Ops not listed below do not go through autocasting. They run in the type
defined by their inputs. Autocasting may still change the type in which
unlisted ops run if they're downstream from autocasted ops.

**Ops that autocast to `bfloat16`:**

`__matmul__`, `addbmm`, `addmm`, `addmv`, `addr`, `baddbmm`,`bmm`,
`conv1d`, `conv2d`, `conv3d`, `conv_transpose1d`, `conv_transpose2d`,
`conv_transpose3d`, `linear`, `matmul`, `mm`, `relu`, `prelu`,
`max_pool2d`

**Ops that autocast to `float32`:**

`batch_norm`, `log_softmax`, `binary_cross_entropy`,
`binary_cross_entropy_with_logits`, `prod`, `cdist`, `trace`, `chloesky`
,`inverse`, `reflection_pad`, `replication_pad`, `mse_loss`,
`cosine_embbeding_loss`, `nll_loss`, `multilabel_margin_loss`, `qr`,
`svd`, `triangular_solve`, `linalg_svd`, `linalg_inv_ex`

**Ops that autocast to widest input type:**

`stack`, `cat`, `index_copy`

## AMP for XLA:GPU

AMP on XLA:GPU devices reuse Pytorch's AMP rules. See [Pytorch's AMP
documentation](https://pytorch.org/docs/stable/amp.html) for CUDA
specific behavior. A simple CUDA AMP example is below:

``` python
# Creates model and optimizer in default precision
model = Net().to(xm.xla_device())
# Pytorch/XLA provides sync-free optimizers for improved performance
optimizer = syncfree.SGD(model.parameters(), ...)
scaler = GradScaler()

for input, target in data:
    optimizer.zero_grad()

    # Enables autocasting for the forward pass
    with autocast(xm.xla_device()):
        output = model(input)
        loss = loss_fn(output, target)

    # Exits the context manager before backward pass
    scaler.scale(loss).backward()
    gradients = xm._fetch_gradients(optimizer)
    xm.all_reduce('sum', gradients, scale=1.0 / xr.world_size())
    scaler.step(optimizer)
    scaler.update()
```

`autocast(xm.xla_device())` aliases `torch.cuda.amp.autocast()` when the
XLA Device is a CUDA device (XLA:GPU). Alternatively, if a script is
only used with CUDA devices, then `torch.cuda.amp.autocast` can be
directly used, but requires `torch` is compiled with `cuda` support for
datatype of `torch.bfloat16`. We recommend using
`autocast(xm.xla_device())` on XLA:GPU as it does not require
`torch.cuda` support for any datatypes, including `torch.bfloat16`.

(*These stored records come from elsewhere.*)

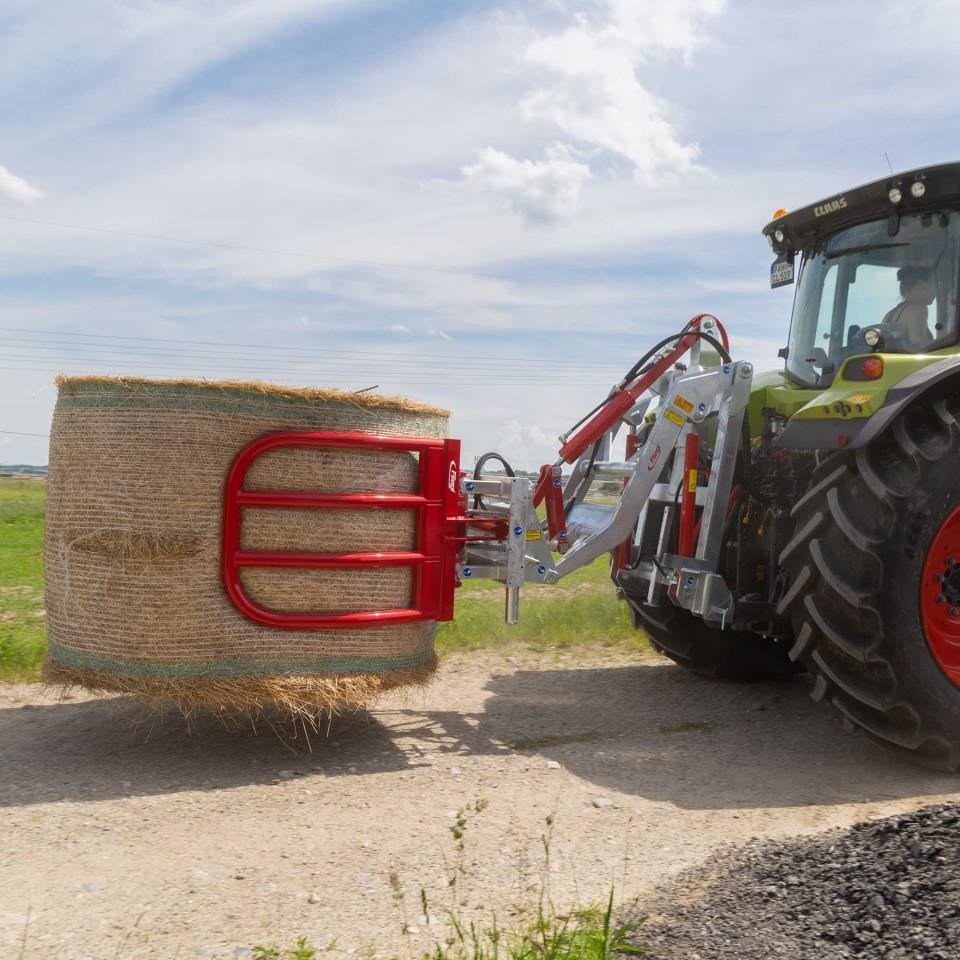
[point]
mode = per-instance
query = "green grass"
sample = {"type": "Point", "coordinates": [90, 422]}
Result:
{"type": "Point", "coordinates": [579, 613]}
{"type": "Point", "coordinates": [22, 629]}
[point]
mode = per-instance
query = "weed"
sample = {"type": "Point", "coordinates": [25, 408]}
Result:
{"type": "Point", "coordinates": [585, 934]}
{"type": "Point", "coordinates": [22, 632]}
{"type": "Point", "coordinates": [302, 951]}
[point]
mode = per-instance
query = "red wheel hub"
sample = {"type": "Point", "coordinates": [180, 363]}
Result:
{"type": "Point", "coordinates": [940, 597]}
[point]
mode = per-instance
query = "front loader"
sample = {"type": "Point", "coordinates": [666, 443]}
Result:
{"type": "Point", "coordinates": [802, 520]}
{"type": "Point", "coordinates": [807, 519]}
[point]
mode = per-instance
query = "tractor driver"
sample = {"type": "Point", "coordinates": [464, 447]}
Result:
{"type": "Point", "coordinates": [908, 319]}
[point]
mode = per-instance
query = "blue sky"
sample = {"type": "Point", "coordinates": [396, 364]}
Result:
{"type": "Point", "coordinates": [491, 206]}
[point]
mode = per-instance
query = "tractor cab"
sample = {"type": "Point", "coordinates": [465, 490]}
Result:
{"type": "Point", "coordinates": [877, 272]}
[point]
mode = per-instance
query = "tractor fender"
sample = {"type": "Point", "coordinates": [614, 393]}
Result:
{"type": "Point", "coordinates": [930, 382]}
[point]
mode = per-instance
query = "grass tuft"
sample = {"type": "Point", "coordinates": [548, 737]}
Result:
{"type": "Point", "coordinates": [22, 627]}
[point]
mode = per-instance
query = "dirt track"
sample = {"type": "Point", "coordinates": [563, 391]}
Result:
{"type": "Point", "coordinates": [120, 841]}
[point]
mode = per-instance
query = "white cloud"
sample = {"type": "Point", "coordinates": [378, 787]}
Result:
{"type": "Point", "coordinates": [541, 191]}
{"type": "Point", "coordinates": [526, 445]}
{"type": "Point", "coordinates": [587, 86]}
{"type": "Point", "coordinates": [593, 92]}
{"type": "Point", "coordinates": [16, 188]}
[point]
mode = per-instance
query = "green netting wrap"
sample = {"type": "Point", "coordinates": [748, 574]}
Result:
{"type": "Point", "coordinates": [135, 601]}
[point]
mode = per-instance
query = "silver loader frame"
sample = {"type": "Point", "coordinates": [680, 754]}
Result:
{"type": "Point", "coordinates": [708, 400]}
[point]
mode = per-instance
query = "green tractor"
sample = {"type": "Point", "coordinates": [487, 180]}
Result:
{"type": "Point", "coordinates": [806, 520]}
{"type": "Point", "coordinates": [841, 545]}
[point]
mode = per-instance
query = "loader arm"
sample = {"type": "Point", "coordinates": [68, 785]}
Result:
{"type": "Point", "coordinates": [695, 413]}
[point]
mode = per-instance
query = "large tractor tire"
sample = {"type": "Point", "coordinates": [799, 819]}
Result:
{"type": "Point", "coordinates": [702, 649]}
{"type": "Point", "coordinates": [874, 589]}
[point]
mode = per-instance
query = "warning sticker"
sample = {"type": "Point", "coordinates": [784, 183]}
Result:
{"type": "Point", "coordinates": [674, 418]}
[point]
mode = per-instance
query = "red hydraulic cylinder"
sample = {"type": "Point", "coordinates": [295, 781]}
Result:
{"type": "Point", "coordinates": [622, 557]}
{"type": "Point", "coordinates": [688, 498]}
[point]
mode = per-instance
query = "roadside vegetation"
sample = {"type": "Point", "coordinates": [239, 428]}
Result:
{"type": "Point", "coordinates": [580, 613]}
{"type": "Point", "coordinates": [22, 628]}
{"type": "Point", "coordinates": [585, 933]}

### AMP for XLA:GPU Best Practices

1.  `autocast` should wrap only the forward pass(es) and loss
    computation(s) of the network. Backward ops run in the same type
    that autocast used for the corresponding forward ops.
2.  Do not set `XLA_USE_F16` flag when using AMP on Cuda devices. This
    will override the per-operator precision settings provided by AMP
    and cause all operators to execute in float16.
3.  Use gradient scaling to prevent float16 gradients from underflowing.
4.  Pytorch/XLA provides modified version of
    [optimizers](https://github.com/pytorch/xla/tree/master/torch_xla/amp/syncfree)
    that avoid the additional sync between device and host.

## Examples

Our [mnist training script](https://github.com/pytorch/xla/blob/master/test/test_train_mp_mnist_amp.py)
and [imagenet training script](https://github.com/pytorch/xla/blob/master/test/test_train_mp_imagenet_amp.py)
demonstrate how AMP is used on both TPUs and GPUs.